I would vote to make the tar-ball in HDFS be the only way to run MR on YARN. Obviously, this cannot be done for 2.x but we should move to this model on trunk and not support the current approach at all there. Comments?
I'm all for it, and I see this as being a stepping stone to getting there. We'd like to have the ability to run out of HDFS in 2.x as a potential way to do a rolling upgrade of bugfixes in the MR framework. It probably won't be a complete solution to all forms of upgrades (i.e.: what if the client code or ShuffleHandler needs the fix), but it could still be very useful in practice.
The other point is related to configs.
Yes, final parameter configs on the nodes conflicting with the job.xml settings are another concern. In practice I don't expect that to be a common issue, but it is something we should try to address in a followup JIRA.
How do you see framework name extracted from the path to be used? Is it just a safety check to ensure that it is found in the classpath? Will it have any relation to a version?
I see the framework fragment "alias" primarily used for sanity-checks in case the classpath wasn't updated when using a specified framework and to allow the classpath settings to be a bit more general. For example, ops could configure the classpath once based on an expected framework tarball layout (e.g.: mrframework/share/mapreduce/* : mrframework/share/mapreduce/lib/* etc) and different versions of the tarball can be used without modifying the classpath as long as they match that layout. e.g.: mrtarball-2.3.1.tgz#mrframework, mrtarball-2.3.4.tgz#mrframework, etc. It's sort of like the assumed-layout approach from your last comment. Ops could set the classpath and users could select the framework version without having to set the classpath as long as the layout is compatible. Users could still override the classpath if using a framework that isn't compatible with the assumed layout.
One problem with the common classpath approach is that the archives need to have the same directory structure, so top-level directories with the version number in them break it. The tarballs deployed to HDFS would have to be reorganized to have a common dir name rather than the versioned name. Not difficult to do, but it is annoying.
A minor nit - framework name seems confusing in relation to the framework name in use from earlier i.e yarn vs local framework.
Yeah, that's true. I'm open to suggestions for what to call this instead of framework.
Regarding versions, it seems like users will need to do 2 things. Change the location of the tarball on HDFS and modify the classpath. Users will need to know the exact structure of the classpath. In such a scenario, do defaults even make sense?

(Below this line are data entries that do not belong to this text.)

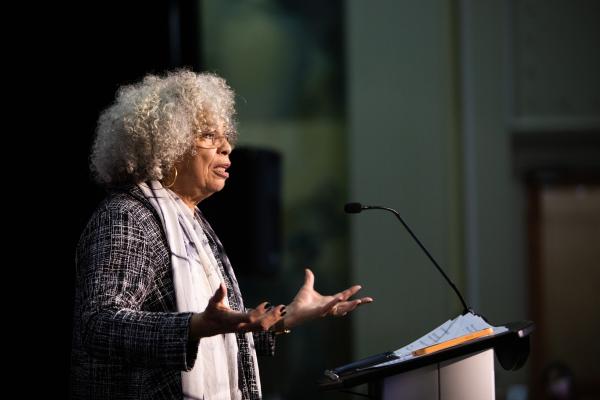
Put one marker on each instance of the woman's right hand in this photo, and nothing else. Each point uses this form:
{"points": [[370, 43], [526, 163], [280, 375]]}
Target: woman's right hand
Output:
{"points": [[218, 318]]}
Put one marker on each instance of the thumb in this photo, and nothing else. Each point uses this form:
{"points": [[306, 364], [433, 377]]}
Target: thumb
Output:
{"points": [[309, 278]]}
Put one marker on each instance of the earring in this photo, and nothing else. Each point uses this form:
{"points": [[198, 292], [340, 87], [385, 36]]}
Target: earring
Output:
{"points": [[174, 179]]}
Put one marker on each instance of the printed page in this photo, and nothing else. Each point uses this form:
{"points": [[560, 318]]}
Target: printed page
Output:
{"points": [[453, 328]]}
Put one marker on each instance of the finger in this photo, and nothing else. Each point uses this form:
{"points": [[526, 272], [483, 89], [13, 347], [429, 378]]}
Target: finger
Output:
{"points": [[329, 306], [309, 278], [263, 321], [347, 306], [219, 295], [264, 306], [351, 291]]}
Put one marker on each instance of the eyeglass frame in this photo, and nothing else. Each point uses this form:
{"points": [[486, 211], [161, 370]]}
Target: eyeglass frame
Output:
{"points": [[218, 140]]}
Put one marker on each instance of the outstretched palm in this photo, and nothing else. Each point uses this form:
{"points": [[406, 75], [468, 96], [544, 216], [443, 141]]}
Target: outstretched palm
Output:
{"points": [[310, 304]]}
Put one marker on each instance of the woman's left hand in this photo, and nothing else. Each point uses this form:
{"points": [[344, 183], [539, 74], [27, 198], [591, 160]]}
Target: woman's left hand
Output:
{"points": [[310, 304]]}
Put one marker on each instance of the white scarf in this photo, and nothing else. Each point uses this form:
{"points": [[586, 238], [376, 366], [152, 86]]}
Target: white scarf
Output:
{"points": [[196, 277]]}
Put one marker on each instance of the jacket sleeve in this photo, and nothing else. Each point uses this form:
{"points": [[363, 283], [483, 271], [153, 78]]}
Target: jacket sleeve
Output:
{"points": [[117, 266]]}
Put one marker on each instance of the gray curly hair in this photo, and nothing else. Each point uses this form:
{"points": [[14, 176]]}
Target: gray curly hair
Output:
{"points": [[154, 122]]}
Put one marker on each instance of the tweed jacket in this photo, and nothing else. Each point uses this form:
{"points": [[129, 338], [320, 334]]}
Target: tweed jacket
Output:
{"points": [[129, 342]]}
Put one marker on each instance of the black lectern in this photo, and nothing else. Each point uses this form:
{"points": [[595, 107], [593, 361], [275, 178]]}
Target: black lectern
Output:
{"points": [[461, 372]]}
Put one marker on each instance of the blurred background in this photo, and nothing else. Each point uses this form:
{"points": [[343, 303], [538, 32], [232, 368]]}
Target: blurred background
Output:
{"points": [[478, 121]]}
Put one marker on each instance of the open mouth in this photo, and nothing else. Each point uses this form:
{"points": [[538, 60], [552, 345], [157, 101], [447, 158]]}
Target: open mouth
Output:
{"points": [[221, 170]]}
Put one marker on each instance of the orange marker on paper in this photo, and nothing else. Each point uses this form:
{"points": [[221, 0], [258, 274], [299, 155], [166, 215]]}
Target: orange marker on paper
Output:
{"points": [[453, 342]]}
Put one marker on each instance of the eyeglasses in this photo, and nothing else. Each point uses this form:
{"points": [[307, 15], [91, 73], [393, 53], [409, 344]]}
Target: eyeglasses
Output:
{"points": [[212, 140]]}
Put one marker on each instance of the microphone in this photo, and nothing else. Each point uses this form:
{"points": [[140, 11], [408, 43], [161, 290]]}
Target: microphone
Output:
{"points": [[355, 208]]}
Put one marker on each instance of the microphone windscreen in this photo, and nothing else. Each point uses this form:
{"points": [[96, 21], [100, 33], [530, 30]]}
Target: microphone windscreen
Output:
{"points": [[353, 208]]}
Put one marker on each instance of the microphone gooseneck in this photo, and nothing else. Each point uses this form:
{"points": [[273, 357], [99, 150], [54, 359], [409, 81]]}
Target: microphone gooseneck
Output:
{"points": [[355, 208]]}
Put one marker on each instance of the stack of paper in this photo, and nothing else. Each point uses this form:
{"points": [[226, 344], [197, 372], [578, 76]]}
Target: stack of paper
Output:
{"points": [[452, 332]]}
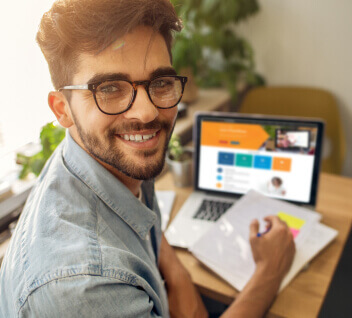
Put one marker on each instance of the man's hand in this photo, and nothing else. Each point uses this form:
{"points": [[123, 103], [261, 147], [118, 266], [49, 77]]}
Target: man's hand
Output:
{"points": [[184, 299], [273, 252]]}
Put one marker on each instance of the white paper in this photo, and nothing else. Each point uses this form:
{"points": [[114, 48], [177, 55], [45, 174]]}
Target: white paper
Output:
{"points": [[226, 250]]}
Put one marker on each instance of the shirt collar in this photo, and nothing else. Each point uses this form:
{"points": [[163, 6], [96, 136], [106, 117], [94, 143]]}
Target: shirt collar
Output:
{"points": [[110, 190]]}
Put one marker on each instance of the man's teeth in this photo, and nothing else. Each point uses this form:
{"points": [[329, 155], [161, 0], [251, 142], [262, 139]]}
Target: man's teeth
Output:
{"points": [[138, 138]]}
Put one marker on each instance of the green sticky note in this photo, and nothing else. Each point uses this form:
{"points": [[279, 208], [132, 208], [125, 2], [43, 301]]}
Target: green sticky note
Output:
{"points": [[291, 221]]}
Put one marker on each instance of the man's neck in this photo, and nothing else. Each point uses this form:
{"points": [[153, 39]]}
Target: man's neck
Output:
{"points": [[133, 185]]}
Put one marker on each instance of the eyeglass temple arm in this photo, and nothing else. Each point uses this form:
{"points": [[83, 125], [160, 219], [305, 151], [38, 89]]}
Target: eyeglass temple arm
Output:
{"points": [[84, 86]]}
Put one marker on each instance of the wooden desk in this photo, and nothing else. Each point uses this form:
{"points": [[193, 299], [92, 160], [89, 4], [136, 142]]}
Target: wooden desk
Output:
{"points": [[304, 296]]}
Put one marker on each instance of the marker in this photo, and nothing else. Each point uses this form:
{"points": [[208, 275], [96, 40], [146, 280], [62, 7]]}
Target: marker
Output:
{"points": [[261, 234]]}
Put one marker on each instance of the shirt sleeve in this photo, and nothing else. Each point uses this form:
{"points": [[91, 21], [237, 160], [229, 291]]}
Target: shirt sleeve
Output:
{"points": [[88, 296]]}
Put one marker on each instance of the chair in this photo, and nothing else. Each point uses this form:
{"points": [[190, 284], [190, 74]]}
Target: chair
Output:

I wanted this to be flexible so ops/users could decide how to organize the framework (i.e.: partial/complete tarball, monolithic jar, whatever) and be able to set the classpath accordingly. I thought about hardcoding the assumption of the layout, but then that imposes a burden on future frameworks to match that (potentially obsolete) layout and is less flexible. The cost of additional flexibility is additional configuration burden, so it's a tradeoff. That's why I was trying to use the framework fragment alias so the classpath could be set once and hopefully reused for quite some time.
I suppose one compromise between the two approaches would be a standard file located alongside the archive that the client can read to determine the corresponding classpath settings. There's probably lots of approaches to automatically determining the classpath for an archive, and I'm interested to hear thoughts on it.